Se você conseguir não ceder à sedução do seu ambiente externo – ou à resistência do seu corpo ao desconhecido – e simplesmente chegar a um lugar de neutralidade, você está alcançando algo realmente significativo. Você está entrando no desconhecido. Você está demonstrando poder sobre seus pensamentos, hábitos e emoções do passado. Agora, você está se comprometendo a mudar.

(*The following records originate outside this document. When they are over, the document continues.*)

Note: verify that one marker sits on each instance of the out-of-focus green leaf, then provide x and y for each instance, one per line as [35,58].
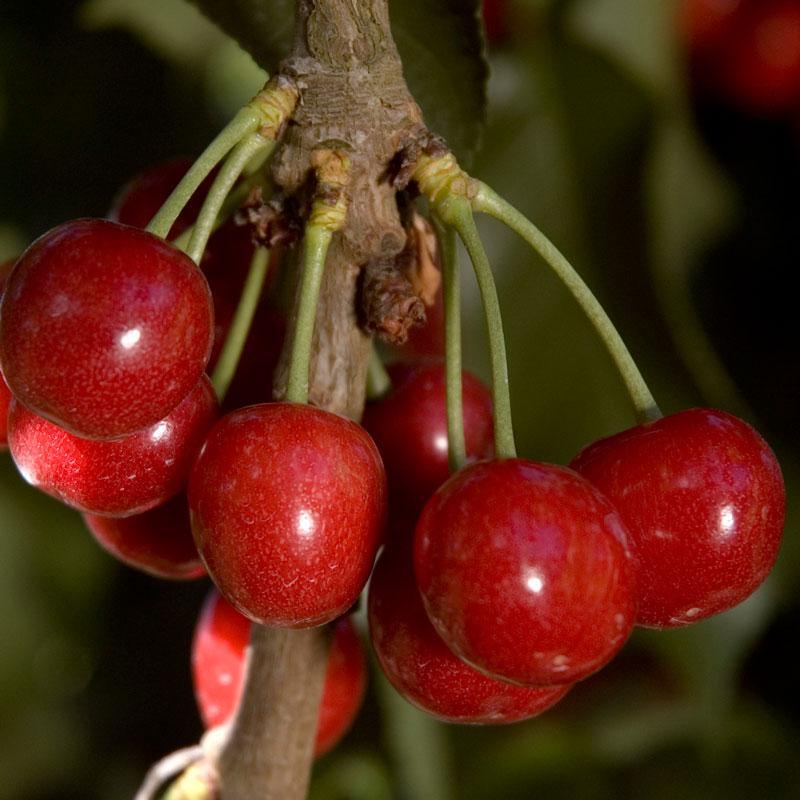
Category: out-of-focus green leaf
[441,46]
[354,776]
[689,202]
[172,27]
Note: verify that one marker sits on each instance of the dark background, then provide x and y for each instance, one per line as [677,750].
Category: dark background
[679,208]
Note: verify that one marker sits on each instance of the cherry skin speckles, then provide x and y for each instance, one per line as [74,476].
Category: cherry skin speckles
[158,542]
[703,499]
[114,478]
[421,667]
[218,654]
[104,328]
[5,392]
[409,425]
[287,505]
[524,572]
[5,402]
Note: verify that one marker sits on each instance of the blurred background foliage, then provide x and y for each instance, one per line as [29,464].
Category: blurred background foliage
[680,212]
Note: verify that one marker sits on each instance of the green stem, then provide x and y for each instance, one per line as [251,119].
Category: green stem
[489,202]
[378,381]
[243,124]
[464,223]
[456,447]
[233,167]
[233,201]
[242,320]
[316,241]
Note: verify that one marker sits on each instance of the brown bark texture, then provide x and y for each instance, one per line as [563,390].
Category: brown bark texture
[353,98]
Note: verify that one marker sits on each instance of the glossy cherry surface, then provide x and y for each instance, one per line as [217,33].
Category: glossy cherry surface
[218,654]
[424,670]
[5,402]
[104,328]
[287,504]
[116,478]
[5,392]
[158,541]
[409,425]
[524,572]
[141,198]
[703,499]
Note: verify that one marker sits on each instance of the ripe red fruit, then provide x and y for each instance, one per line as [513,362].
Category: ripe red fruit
[759,66]
[218,654]
[104,329]
[141,198]
[287,506]
[703,24]
[115,478]
[422,668]
[494,20]
[703,499]
[5,402]
[409,425]
[158,541]
[524,572]
[5,393]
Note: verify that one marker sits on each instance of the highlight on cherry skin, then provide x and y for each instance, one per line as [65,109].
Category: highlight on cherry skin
[118,477]
[218,656]
[158,542]
[423,669]
[409,425]
[104,328]
[703,500]
[288,504]
[524,571]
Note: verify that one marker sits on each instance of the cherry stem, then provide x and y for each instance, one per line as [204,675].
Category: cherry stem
[233,167]
[242,320]
[456,447]
[464,223]
[328,215]
[316,241]
[166,769]
[244,123]
[378,381]
[232,203]
[489,202]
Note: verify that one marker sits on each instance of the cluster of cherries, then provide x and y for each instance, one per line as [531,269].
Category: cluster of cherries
[497,588]
[746,51]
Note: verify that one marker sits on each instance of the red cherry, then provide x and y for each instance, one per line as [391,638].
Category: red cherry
[409,426]
[115,478]
[104,329]
[287,506]
[759,65]
[422,668]
[141,198]
[5,402]
[495,20]
[5,393]
[703,499]
[524,573]
[158,542]
[218,654]
[703,24]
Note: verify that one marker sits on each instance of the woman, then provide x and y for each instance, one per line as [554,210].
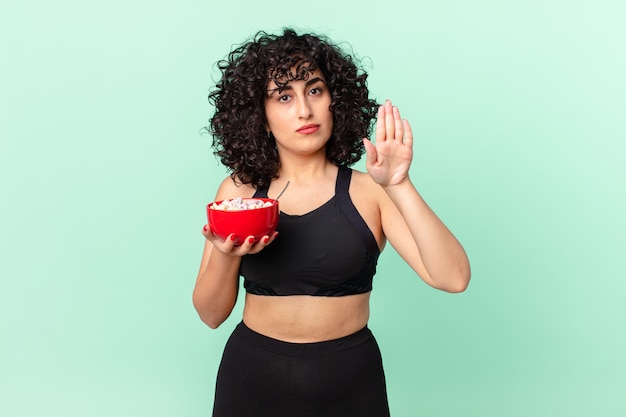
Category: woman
[294,109]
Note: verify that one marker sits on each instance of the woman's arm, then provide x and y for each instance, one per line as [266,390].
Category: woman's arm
[409,224]
[217,284]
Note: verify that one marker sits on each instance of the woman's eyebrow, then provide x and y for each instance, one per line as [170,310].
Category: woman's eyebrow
[312,81]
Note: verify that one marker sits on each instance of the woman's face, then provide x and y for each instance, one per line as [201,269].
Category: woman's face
[298,114]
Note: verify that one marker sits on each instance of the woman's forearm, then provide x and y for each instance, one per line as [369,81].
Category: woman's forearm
[442,255]
[216,289]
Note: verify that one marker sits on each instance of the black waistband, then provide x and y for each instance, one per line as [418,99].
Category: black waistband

E então, imagine o que vem a seguir. Imagine, através de sua prática, você descobrir que pode sentir amor e alegria transcendentes – porque você libertou o corpo das algemas do passado e escolheu sentir outra coisa. Imagine aprender que você pode trazer sua atenção para dentro, encontrar nada mais significativo do que seu coração batendo e sentir verdadeira gratidão e amor. Imagine perceber que você pode deixar de lado uma ideia que tinha sobre você ou outra pessoa – e de repente ser livre.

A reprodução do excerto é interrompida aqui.